Overall, industry observers expect investor confidence in Cambridge to begin rallying in the second quarter after a company-wide reorganization is completed and delayed computer consulting work from 1998 is back on track. No layoffs are expected due to the reorganization and employee turnover is now lower than expected, analysts said.
While Lehman Brothers analyst Karl Keirstead said he can't get too positive on the IT services and consulting company yet--as an internal reorganization has slowed new business development and the company's earnings have failed to meet expectations--he is expecting a rosier performance by the end of 1999.
"There's no obvious bull on the street for Cambridge right now," said Keirstead, who downgraded his rating from buy to neutral in November and expects the company to post $164 million in fourth-quarter revenue, slightly more than the company's own expectations of $157 million to $163 million. "In the long-term [services] is a phenomenal sector and Cambridge is one of the premium companies, but yes, they do have their work cut out for them in the next few quarters."
Rating CTP's stock a strong buy, Donaldson, Lufkin, & Jenrette recently named the company a top pick at a 12-month target price of $32 a share.
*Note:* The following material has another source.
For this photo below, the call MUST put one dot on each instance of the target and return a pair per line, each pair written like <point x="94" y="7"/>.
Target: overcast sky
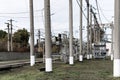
<point x="18" y="11"/>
Morgan Stanley Dean Witter, which rates the stock at neutral, said CTP, as well as its rival, Keane, are suffering from low investor confidence. In the December quarter, Cambridge's stock declined 5 percent while Keane's dove 16 percent. For Cambridge, a Morgan Stanley report states, "1999 will be a back-end-loaded year."
If nothing else, it's a good time to pick up the Cambridge, Massachusetts-based company's shares at a cheaper price. Cambridge stock was trading at $25.3 a share today, up from a 52-week low of $13 a share in September and down from a high of $58.
A recent survey found 12 of 22 Wall Street analysts consider CTP a moderate buy, with three naming the stock a strong buy and seven keeping their ratings at hold.
Cambridge's woes began last September after it announced project growth delays and an internal reorganization would cut anticipated third-quarter revenue from an expected 50 percent to between 40 and 45 percent.
The company said its largest customers were delaying anticipated computer projects while they handled critical Year 2000 fixes, which CTP does not specialize in. Following news of lowered growth, estimates for Cambridge's stock immediately plummeted to $13 a share. Analysts also revised their 5-year revenue growth outlook to about 30 percent.
Wall Street expects a weaker than expected fourth quarter as well, with results due out February 4, due to the company's revamped profit estimates, Keirstead said.
Through reorganization of the company's sales and delivery system, Cambridge, which made its mark in the industry by offering fixed-time/fixed price services to customers, is moving away from providing services by geographic region and instead is forming eight specific practice areas.
Cambridge also plans to shift its business toward providing less customized software and more prepackaged services. While the company expects lower growth overall, its division that integrates software for front-office vendors including Vantive and Clarify, is growing at more than 50 percent a year, representing a quarter of the company's revenues. Cambridge's Web consulting and services unit, which represents up to 15 percent of revenues, is also growing rapidly.